This discussion has been locked.
You can no longer post new replies to this discussion. If you have a question you can start a new discussion

Hardening of firmware

Here is a link to a number of suggestions I have compiled for hardening of firmware.

I'm pretty sure that a lot can be said about the list, so please post coding tips or links to pages with good information of software hardening.

iapetus.neab.net/.../hardening.html

Parents
  • "Does it cover anything that's *not* blindingly obvious?"

    The text I wrote?
    Or the post from Cpt. Vince?
    Or something from Jack Ganssle's page?
    Or something else?

    What is blindingly obvious tends to vary quite a lot between people, which should be quite obvious if you look at the varying posts to this forum.

    Some thing it is obvious to start with a requirements specification.

    Some think it is obvious to read up on a development too before buying it.

    Some think it is obvious to read datasheets before selecting components.

    ...

    But despite everything obvious, people still manages to run off the road. Isn't the reason for checklists to help people remember all the obvious steps, so they don't try to land their plane without landing gears?

    What is obvious is a function of earlier training and past mistakes.

    But being obvious doesn't stop us from forgetting.

Reply
  • "Does it cover anything that's *not* blindingly obvious?"

    The text I wrote?
    Or the post from Cpt. Vince?
    Or something from Jack Ganssle's page?
    Or something else?

    What is blindingly obvious tends to vary quite a lot between people, which should be quite obvious if you look at the varying posts to this forum.

    Some thing it is obvious to start with a requirements specification.

    Some think it is obvious to read up on a development too before buying it.

    Some think it is obvious to read datasheets before selecting components.

    ...

    But despite everything obvious, people still manages to run off the road. Isn't the reason for checklists to help people remember all the obvious steps, so they don't try to land their plane without landing gears?

    What is obvious is a function of earlier training and past mistakes.

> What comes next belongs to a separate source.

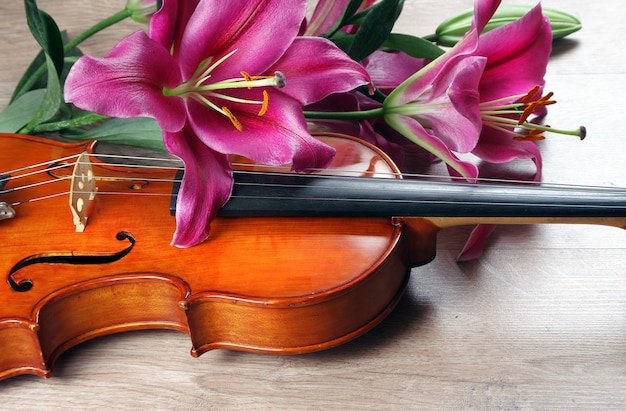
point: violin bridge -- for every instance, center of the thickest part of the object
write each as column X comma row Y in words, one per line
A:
column 82, row 191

    But being obvious doesn't stop us from forgetting.

Children
  • The text I wrote?
    Or the post from Cpt. Vince?
    Or something from Jack Ganssle's page?
    Or something else?

    The text I quoted. That is the usual procedure - quote text, post reply. Here's the text again:

    Much of this stuff is covered in a SQEM (Software Quality Engineering Manual) that your company had developed... typically as a result of Mil/Aero/FDA standards.

    If you are having any difficulty finding that text and the lengthy ramble that precedes it please follow the author's advice and scroll up.

    What is blindingly obvious tends to vary quite a lot between people, which should be quite obvious if you look at the varying posts to this forum.

    I would have hoped that anyone working on a project to "Mil/Aero/FDA stadards" would find the text preceding the part I quoted blindingly obvious.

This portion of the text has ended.